Il faut donc l’exterminer », regrette Mamadou Ibra Kane. Dans un document relatif aux atteintes à la liberté de presse, il accuse l’État de vouloir remplacer la presse traditionnelle par «de nouveaux supports acquis aux thèses du nouveau régime et financés sur fonds publics». Il estime que, comme une malédiction répétée, la presse sénégalaise « subit la répression après chaque alternance politique, sous Wade, puis sous Macky et aujourd’hui sous Diomaye ».

Le président du Cdeps souligne que le combat n’est pas seulement celui des journalistes. «Le combat est aujourd’hui le renforcement de l’embryon d’État de droit au Sénégal, pour favoriser l’émergence d’une presse libre, indépendante et républicaine. Ce n’est pas le combat des journalistes et techniciens des médias.

C’est le combat de tous les citoyens, toutes les personnes soucieuses du renforcement de la démocratie », fait-il savoir en substance. À travers son mémorandum, le Cdeps détaille les difficultés économiques et fiscales imposées aux entreprises de presse.

Il évoque des «pressions fiscales disproportionnées et illégales, refus d’appliquer l’instruction d’effacement de dettes fiscales donnée par Macky Sall en mars 2024 », et les déclarations du Premier ministre Ousmane Sonko accusant la presse de «détournements et de chantage», accusations que Mamadou Ibra Kane qualifie de «fausses » et «inacceptables». S’agissant des récriminations relatives aux contrats commerciaux avec des entreprises publiques ou des sociétés nationales, le Cdeps précise que « tous les contrats ont été résiliés unilatéralement et les paiements pour les services faits n’ont pas été suivis de règlement.

Avec la résiliation des contrats, il est évident que cette instruction avait pour effet de priver les entreprises de presse de recettes importantes », regrette Mamadou Ibra Kane, précisant que la situation actuelle que vivent les entreprises de presse est « inédite ». Mais ce n’est pas tout, selon le mémorandum, la situation a empiré avec la création d’une «plateforme des médias» destinée officiellement à «assainir la presse», ainsi que la publication d’une liste de «médias validés» en dehors des règles prévues par le Code de la Presse.

 

Rencontre de ce mardi

Ce Mardi, le Cdeps a convié à la Maison de la presse, l’ensemble des 381 médias jugés «non conformes» et ciblés par la police.
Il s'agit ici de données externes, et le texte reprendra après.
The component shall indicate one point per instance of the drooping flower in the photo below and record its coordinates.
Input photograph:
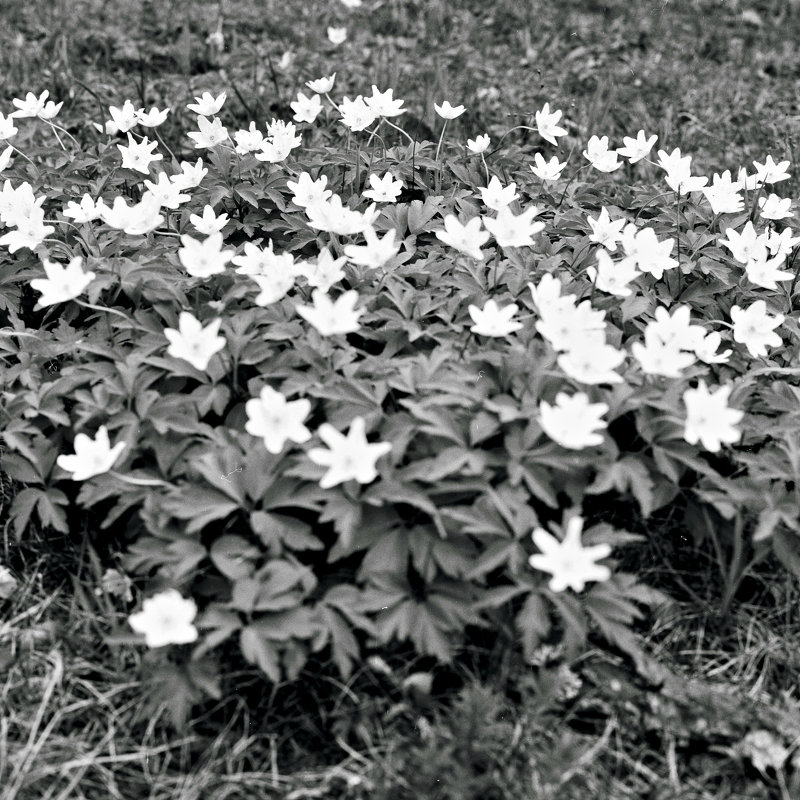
(166, 618)
(92, 456)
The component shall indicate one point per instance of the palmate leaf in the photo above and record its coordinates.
(198, 505)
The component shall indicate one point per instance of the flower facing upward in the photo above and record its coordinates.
(446, 111)
(494, 321)
(754, 327)
(126, 117)
(770, 172)
(166, 618)
(207, 105)
(496, 196)
(307, 191)
(193, 342)
(774, 207)
(306, 109)
(385, 189)
(92, 456)
(708, 418)
(209, 223)
(210, 133)
(570, 564)
(206, 258)
(573, 422)
(62, 283)
(139, 155)
(466, 237)
(330, 317)
(383, 104)
(605, 231)
(547, 170)
(356, 114)
(546, 124)
(348, 457)
(514, 230)
(638, 148)
(272, 418)
(479, 144)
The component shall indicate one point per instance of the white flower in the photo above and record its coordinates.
(774, 207)
(514, 230)
(546, 124)
(706, 349)
(272, 418)
(194, 343)
(31, 106)
(708, 418)
(479, 144)
(322, 85)
(547, 170)
(87, 210)
(329, 317)
(337, 35)
(335, 217)
(592, 363)
(600, 157)
(211, 133)
(62, 283)
(754, 327)
(612, 277)
(307, 191)
(166, 618)
(638, 148)
(747, 245)
(306, 109)
(323, 272)
(573, 422)
(385, 189)
(657, 358)
(191, 175)
(7, 127)
(678, 169)
(349, 457)
(209, 223)
(356, 114)
(153, 118)
(467, 238)
(494, 321)
(723, 195)
(206, 258)
(166, 192)
(497, 197)
(446, 111)
(770, 172)
(248, 141)
(139, 155)
(383, 104)
(605, 231)
(92, 456)
(570, 564)
(207, 105)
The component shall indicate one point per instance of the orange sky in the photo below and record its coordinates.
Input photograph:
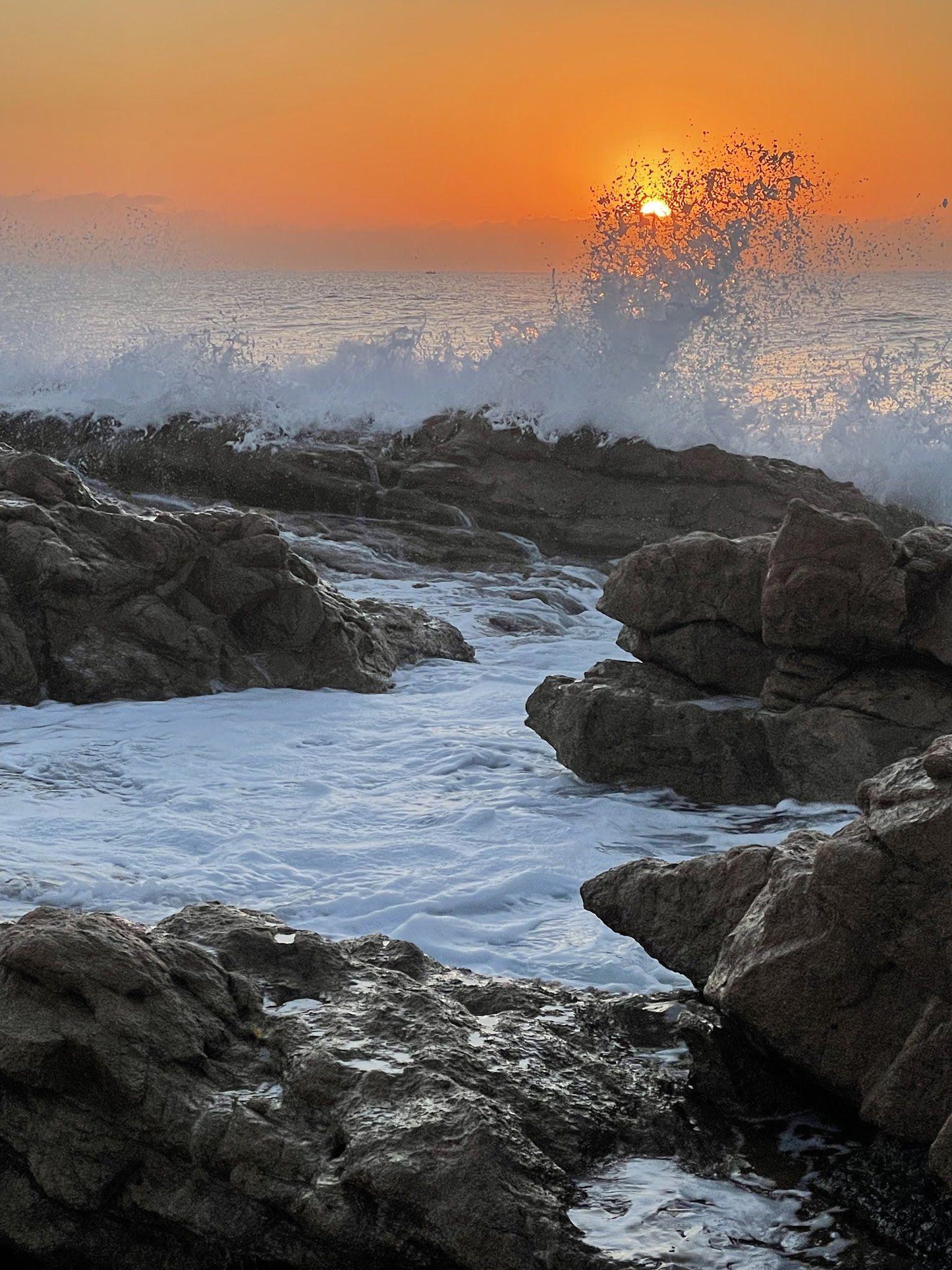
(403, 112)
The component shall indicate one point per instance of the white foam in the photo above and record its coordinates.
(431, 813)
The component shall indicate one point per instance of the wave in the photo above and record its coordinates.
(682, 330)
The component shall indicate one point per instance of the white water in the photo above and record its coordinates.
(653, 1209)
(430, 813)
(854, 378)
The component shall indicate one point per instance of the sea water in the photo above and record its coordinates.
(432, 813)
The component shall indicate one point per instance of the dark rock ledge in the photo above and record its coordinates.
(223, 1090)
(98, 604)
(835, 952)
(786, 664)
(455, 489)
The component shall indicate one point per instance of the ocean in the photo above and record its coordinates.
(432, 813)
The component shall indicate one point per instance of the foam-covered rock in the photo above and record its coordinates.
(839, 631)
(224, 1090)
(833, 949)
(97, 602)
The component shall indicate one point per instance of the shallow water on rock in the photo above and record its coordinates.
(665, 1217)
(431, 813)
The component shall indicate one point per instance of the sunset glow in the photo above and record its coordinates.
(656, 208)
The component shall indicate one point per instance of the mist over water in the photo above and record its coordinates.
(734, 322)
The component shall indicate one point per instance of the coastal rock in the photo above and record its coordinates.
(462, 478)
(98, 604)
(224, 1090)
(833, 583)
(841, 633)
(834, 950)
(701, 577)
(414, 635)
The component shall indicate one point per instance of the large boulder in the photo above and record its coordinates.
(834, 950)
(226, 1091)
(97, 602)
(464, 480)
(843, 635)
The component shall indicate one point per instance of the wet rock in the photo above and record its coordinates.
(701, 577)
(828, 623)
(578, 497)
(833, 585)
(634, 723)
(711, 654)
(97, 602)
(223, 1090)
(414, 635)
(834, 950)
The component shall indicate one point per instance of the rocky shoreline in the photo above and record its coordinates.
(790, 664)
(459, 484)
(98, 602)
(831, 949)
(226, 1090)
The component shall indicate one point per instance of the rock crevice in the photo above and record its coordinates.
(779, 666)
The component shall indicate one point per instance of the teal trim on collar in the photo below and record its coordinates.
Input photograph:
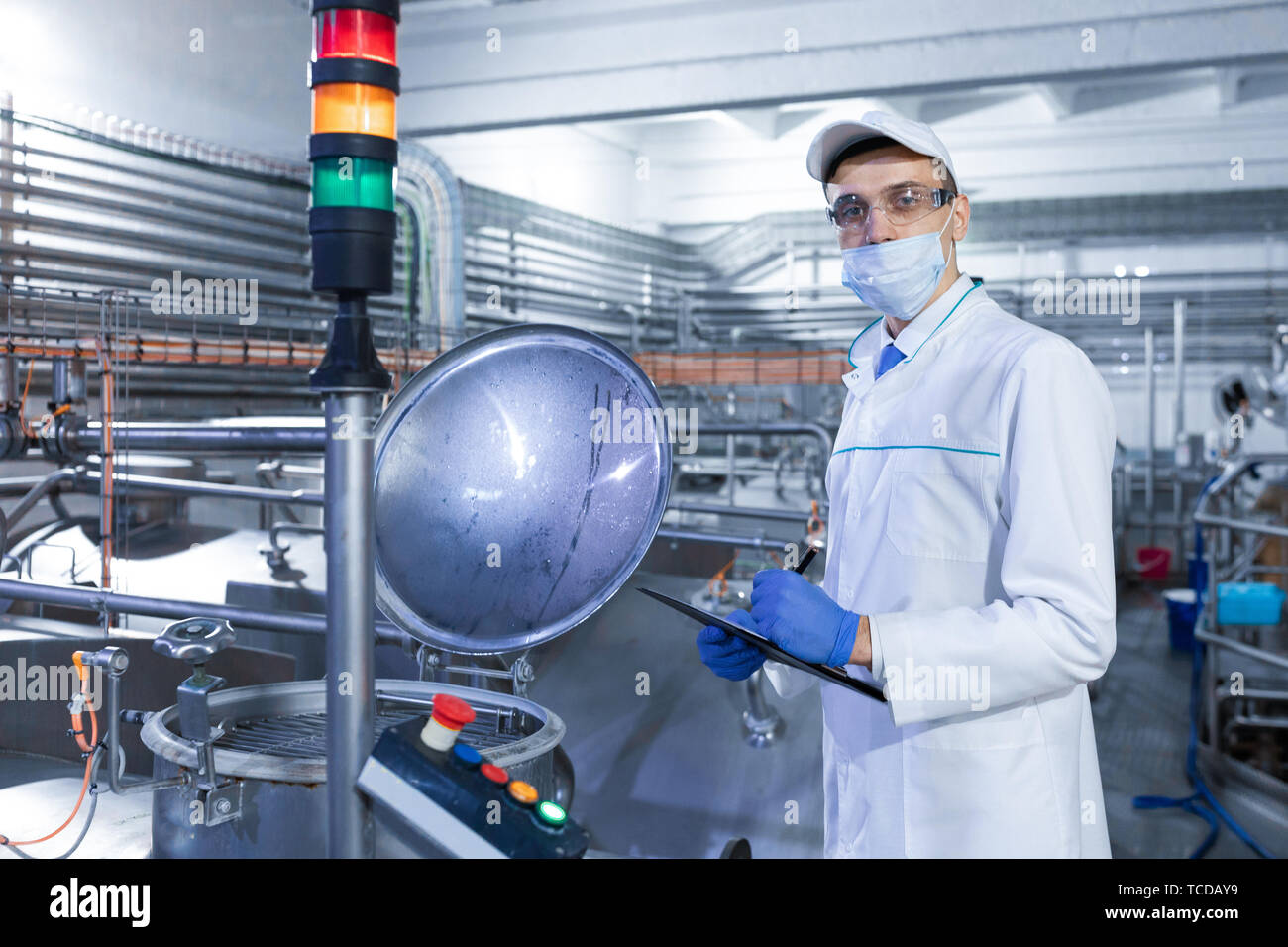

Mais en attendant, un recours a été déposé devant la Cour suprême pour contester les arrêtés du ministre de la Communication. « Le Cdeps entend défendre les droits des entreprises de presse ciblées par le fisc de manière inacceptable et attend des autorités une prise en compte des instructions contenues dans la correspondance du président Macky Sall pour un effacement de la dette fiscale », a soutenu Mamadou Ibra Kane, qui, dans la même occasion, promet d’accompagner « toutes les entreprises membres pour la défense de leurs droits face au fisc et fera tout ce que la loi permet pour défendre le droit d’entreprendre et le droit de presse et ce, avec les moyens dont il dispose en tout lieu et en tout temps ».